Numerical methods are techniques used to approximate the solutions to mathematical problems that may be difficult to solve analytically. In calculus, numerical methods are vital for approximating definite integrals when an exact symbolic solution is complex or impossible to find.
These methods involve algorithms that compute the integral's approximate value based on function evaluations at specific points.

• Some common numerical integration methods include the Trapezoidal Rule, Simpson's Rule, and the Midpoint Rule.
• They vary in complexity and accuracy, often needing more computational resources to improve precision.

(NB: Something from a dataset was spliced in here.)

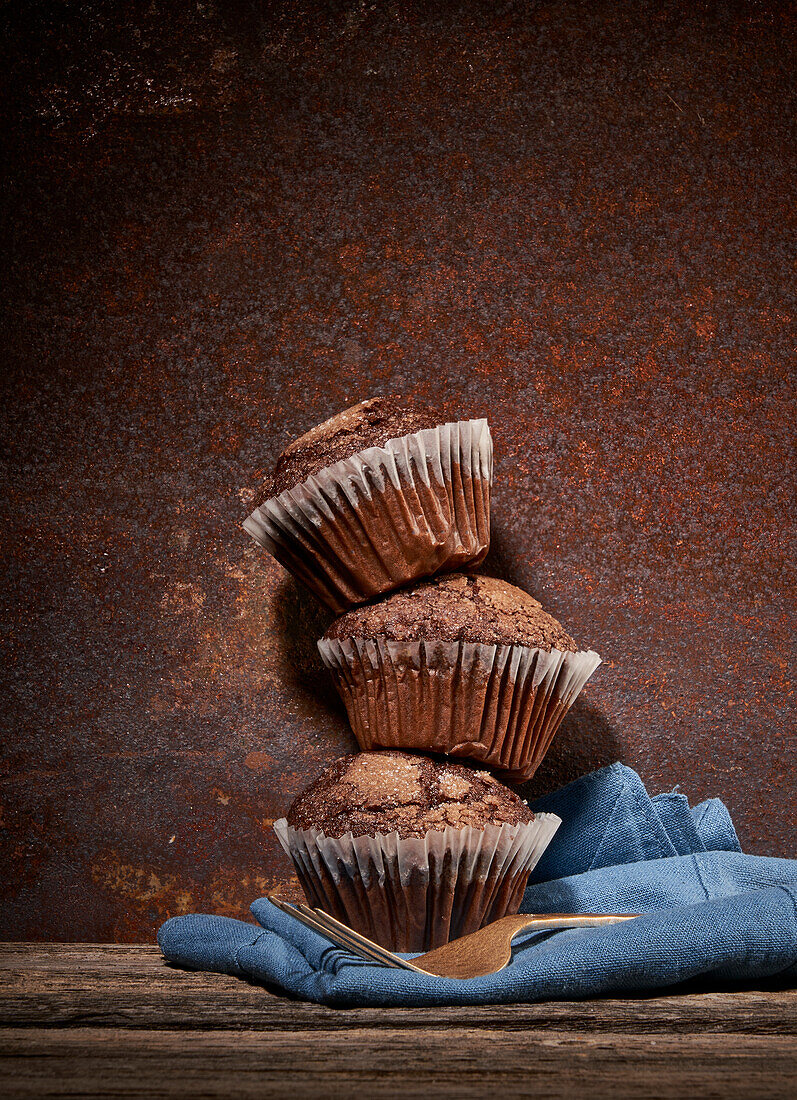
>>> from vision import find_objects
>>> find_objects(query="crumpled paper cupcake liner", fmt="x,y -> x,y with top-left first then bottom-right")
273,813 -> 561,952
317,637 -> 601,782
243,419 -> 492,612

In our example, we applied a numerical method—Simpson's Rule—to approximate the integral \( \int_{0}^{\pi / 2} \cos^2 x \, dx \). By using a computer algebra system to evaluate the integral over many data points, the numerical approximation was closely aligned with the symbolic solution, \( \frac{\pi}{4} \). The more points we evaluate, the more accurate our approximation becomes.

Pythagorean Identities

Pythagorean identities are fundamental trigonometric relationships that express functions of angles in terms of the square of sine and cosine functions. These identities are vital for transforming complex trigonometric expressions into simpler, more integrable forms.
In our exercise, the Pythagorean identity \( \sec^2 x = 1 + \tan^2 x \) was key to simplifying the integrand of our definite integral problem. By recognizing this identity, we could convert \( \frac{1}{1+\tan ^{2} x} \) to \( \cos^2 x \), facilitating the process of finding an antiderivative.

• Pythagorean identities are: \( \sin^2 x + \cos^2 x = 1 \), \( 1 + \tan^2 x = \sec^2 x \), and \( 1 + \cot^2 x = \csc^2 x \).
• These identities help simplify and solve various trigonometric equations.

Understanding and applying these identities is crucial in symbolic integration, as demonstrated in our solution.

Simpson's Rule

Simpson's Rule is a numerical method used to approximate the value of definite integrals. This technique is particularly effective for functions that are well-behaved, such as those that are smooth and continuous over the interval of integration.
Simpson's Rule estimates the area under a curve by fitting parabolas to segments of the curve and calculating these areas. It provides a more accurate approximation compared to simpler methods like the Trapezoidal Rule by considering the curvature of the function rather than just linear approximations.
In our exercise, we employed Simpson's Rule to approximate the integral \( \int_{0}^{\pi / 2} \cos^2 x \, dx \). With a computer algebra system, we implemented this technique by evaluating the integrand at numerous equally spaced points, refining our approximation. The result was an integral value nearly equivalent to that found using symbolic integration.

• The accuracy of Simpson's Rule increases with the number of subdivisions, resulting in a more precise estimation.
• Optimal for scenarios where analytical solutions are challenging to derive.

Using Simpson's Rule can provide valuable insights into solving integrals numerically.